鶏はどこから調達したのか不明だけど、鶏を泥でくるんでからアルミホイルで蒸し焼きにした後、チャおばさんが固くなった泥を空手チョップさながらにカチ割る、という豪快な料理だったよ!
極限状態でも美味しい料理を作るチャおばさんに拍手だね。(笑)

マンションが地下に落下した知らせを受けて、救助隊がかけつける。
画像左は、「元カレは天才詐欺師 〜38師機動隊〜」など韓国ドラマでは悪役が多いキム・ホンパ。
今回は良い人役だったので、意外だった。(笑)
右は「チング」や「グリッチ-青い閃光の記憶-」などに出演していたコ・チャンソク。
自らの危険を顧みず、救助しようとする姿勢が素晴らしかったね!

「奈落のマイホーム」は、パニック映画でありながら、キャラクターが立っていて引き込まれたよ。

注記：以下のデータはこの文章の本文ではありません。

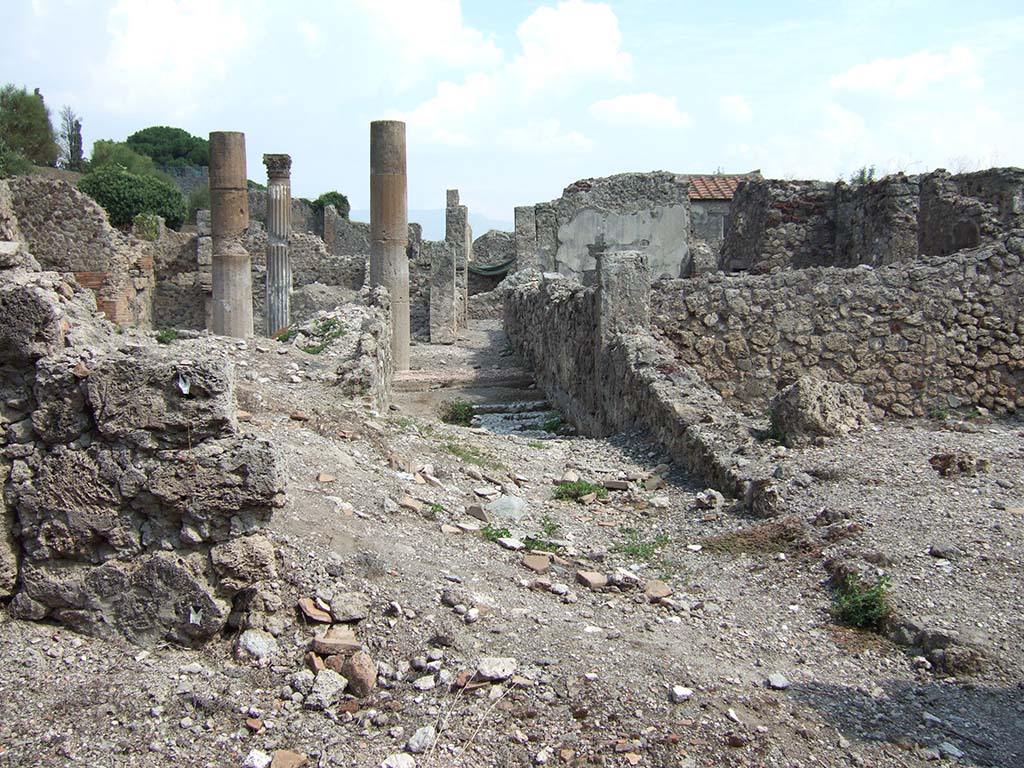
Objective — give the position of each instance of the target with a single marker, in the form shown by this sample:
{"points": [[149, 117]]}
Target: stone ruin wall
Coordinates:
{"points": [[132, 501], [67, 231], [631, 211], [916, 336], [777, 224], [596, 360]]}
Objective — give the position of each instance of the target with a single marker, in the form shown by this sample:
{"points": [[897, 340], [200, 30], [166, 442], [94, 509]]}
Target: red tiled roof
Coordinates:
{"points": [[716, 186]]}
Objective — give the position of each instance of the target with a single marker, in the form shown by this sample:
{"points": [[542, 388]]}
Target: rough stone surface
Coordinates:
{"points": [[810, 408]]}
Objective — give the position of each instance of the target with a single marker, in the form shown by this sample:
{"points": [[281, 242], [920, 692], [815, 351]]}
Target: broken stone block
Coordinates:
{"points": [[811, 408]]}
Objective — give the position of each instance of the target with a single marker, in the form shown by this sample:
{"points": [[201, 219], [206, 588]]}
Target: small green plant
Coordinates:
{"points": [[458, 412], [578, 488], [859, 605], [471, 456], [166, 335], [635, 546], [287, 334], [553, 423], [543, 543], [493, 534], [325, 331]]}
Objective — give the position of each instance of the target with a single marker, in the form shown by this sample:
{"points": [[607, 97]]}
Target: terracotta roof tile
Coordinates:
{"points": [[716, 186]]}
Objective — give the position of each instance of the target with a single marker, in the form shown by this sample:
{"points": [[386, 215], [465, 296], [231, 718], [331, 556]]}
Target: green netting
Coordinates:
{"points": [[494, 270]]}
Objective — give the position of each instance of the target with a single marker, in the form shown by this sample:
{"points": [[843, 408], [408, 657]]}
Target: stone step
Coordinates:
{"points": [[519, 407], [420, 381]]}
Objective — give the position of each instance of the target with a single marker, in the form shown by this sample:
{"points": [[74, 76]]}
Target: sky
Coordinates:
{"points": [[512, 100]]}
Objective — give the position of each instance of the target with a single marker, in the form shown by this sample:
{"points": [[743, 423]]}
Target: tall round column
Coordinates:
{"points": [[279, 226], [232, 290], [389, 227]]}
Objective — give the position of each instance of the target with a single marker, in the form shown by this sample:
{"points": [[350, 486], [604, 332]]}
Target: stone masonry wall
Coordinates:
{"points": [[68, 231], [794, 224], [598, 364], [649, 212], [131, 500], [915, 336]]}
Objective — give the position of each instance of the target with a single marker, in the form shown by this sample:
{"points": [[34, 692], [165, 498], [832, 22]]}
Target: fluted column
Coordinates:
{"points": [[279, 227], [389, 227], [232, 288]]}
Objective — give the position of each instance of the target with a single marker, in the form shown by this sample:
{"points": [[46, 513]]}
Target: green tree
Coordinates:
{"points": [[25, 125], [124, 195], [336, 199], [170, 146], [71, 140]]}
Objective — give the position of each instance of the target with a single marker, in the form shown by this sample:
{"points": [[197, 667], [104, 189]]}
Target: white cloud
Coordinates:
{"points": [[571, 44], [571, 41], [423, 34], [313, 36], [167, 53], [909, 76], [734, 108], [640, 109], [544, 136]]}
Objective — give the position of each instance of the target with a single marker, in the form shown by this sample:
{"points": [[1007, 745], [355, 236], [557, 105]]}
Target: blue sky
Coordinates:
{"points": [[512, 100]]}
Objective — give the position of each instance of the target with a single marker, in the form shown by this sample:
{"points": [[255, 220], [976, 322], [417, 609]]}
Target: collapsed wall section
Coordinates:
{"points": [[68, 231], [598, 364], [131, 501], [916, 336]]}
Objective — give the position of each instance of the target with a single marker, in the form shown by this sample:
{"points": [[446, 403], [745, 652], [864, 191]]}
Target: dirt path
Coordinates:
{"points": [[595, 669]]}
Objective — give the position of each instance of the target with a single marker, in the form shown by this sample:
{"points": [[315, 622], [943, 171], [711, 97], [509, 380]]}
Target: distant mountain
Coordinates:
{"points": [[432, 221]]}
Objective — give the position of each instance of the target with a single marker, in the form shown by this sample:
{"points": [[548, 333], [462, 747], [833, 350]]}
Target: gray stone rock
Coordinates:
{"points": [[422, 740], [506, 508], [328, 686], [811, 408], [349, 606], [497, 668], [257, 643]]}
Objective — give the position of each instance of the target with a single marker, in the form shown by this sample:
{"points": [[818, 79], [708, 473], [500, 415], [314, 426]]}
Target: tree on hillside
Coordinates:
{"points": [[71, 140], [105, 153], [25, 125], [170, 146]]}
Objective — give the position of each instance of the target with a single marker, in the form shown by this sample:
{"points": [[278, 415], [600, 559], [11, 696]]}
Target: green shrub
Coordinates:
{"points": [[26, 127], [578, 488], [457, 412], [170, 146], [12, 162], [859, 605], [336, 199], [125, 195]]}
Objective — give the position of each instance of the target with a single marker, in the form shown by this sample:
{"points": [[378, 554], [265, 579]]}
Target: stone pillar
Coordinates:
{"points": [[459, 237], [389, 227], [547, 238], [623, 293], [279, 227], [442, 294], [232, 290], [525, 238]]}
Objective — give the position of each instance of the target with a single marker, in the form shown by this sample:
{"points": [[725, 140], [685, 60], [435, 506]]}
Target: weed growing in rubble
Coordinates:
{"points": [[166, 335], [493, 534], [457, 412], [579, 488], [325, 331], [861, 606], [635, 546]]}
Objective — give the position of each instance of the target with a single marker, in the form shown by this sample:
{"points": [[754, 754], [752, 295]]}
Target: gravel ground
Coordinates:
{"points": [[601, 677]]}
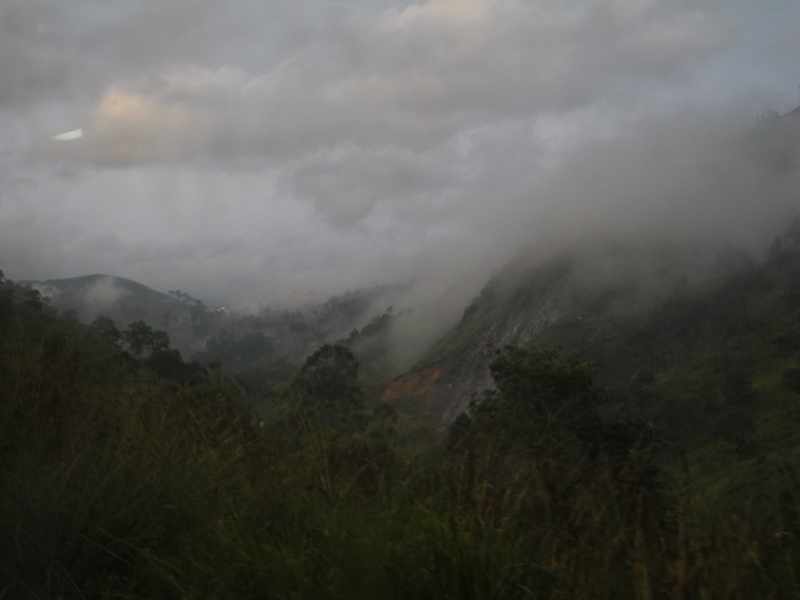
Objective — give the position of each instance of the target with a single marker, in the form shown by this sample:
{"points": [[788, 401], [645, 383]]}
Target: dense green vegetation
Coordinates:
{"points": [[127, 473]]}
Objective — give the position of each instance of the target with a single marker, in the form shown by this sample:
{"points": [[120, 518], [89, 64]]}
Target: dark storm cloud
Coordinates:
{"points": [[239, 149]]}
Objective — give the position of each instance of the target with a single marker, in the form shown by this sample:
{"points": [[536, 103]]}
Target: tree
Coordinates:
{"points": [[143, 341], [106, 330], [541, 400], [329, 387]]}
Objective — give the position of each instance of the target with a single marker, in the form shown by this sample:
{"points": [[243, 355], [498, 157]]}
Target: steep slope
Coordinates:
{"points": [[125, 301], [580, 292]]}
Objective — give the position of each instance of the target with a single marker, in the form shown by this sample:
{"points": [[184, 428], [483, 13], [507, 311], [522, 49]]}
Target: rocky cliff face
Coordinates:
{"points": [[581, 294]]}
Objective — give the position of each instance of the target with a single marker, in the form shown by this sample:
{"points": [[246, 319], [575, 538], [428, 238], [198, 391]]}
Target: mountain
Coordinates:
{"points": [[185, 319], [630, 309]]}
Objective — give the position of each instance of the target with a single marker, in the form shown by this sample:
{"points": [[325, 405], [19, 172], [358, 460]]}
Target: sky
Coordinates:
{"points": [[286, 150]]}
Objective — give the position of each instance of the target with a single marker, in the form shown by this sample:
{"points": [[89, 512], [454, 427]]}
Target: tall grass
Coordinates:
{"points": [[116, 486]]}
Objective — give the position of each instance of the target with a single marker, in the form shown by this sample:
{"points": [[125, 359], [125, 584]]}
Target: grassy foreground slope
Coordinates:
{"points": [[123, 478]]}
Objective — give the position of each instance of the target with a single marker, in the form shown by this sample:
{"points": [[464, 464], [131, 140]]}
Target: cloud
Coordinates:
{"points": [[296, 150], [410, 77]]}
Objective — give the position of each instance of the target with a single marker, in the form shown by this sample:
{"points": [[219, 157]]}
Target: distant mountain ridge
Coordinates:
{"points": [[125, 301]]}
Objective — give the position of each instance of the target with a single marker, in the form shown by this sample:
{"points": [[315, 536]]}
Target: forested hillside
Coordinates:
{"points": [[666, 471]]}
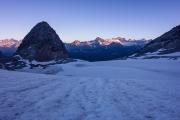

現実に起こりうる事象というのも、韓国での公開初日に12万6千人を動員した理由なのかもしれないね。
映画の制作にあたり20ものセットを用意したり、最先端VFX(Visual Effects)の使用により、臨場感溢れる作品になっているんだとか。
考えさせられるところもあるのに、笑いも忘れないのが、さすがに韓国映画!
「奈落のマイホーム」、おススメだよ。(笑)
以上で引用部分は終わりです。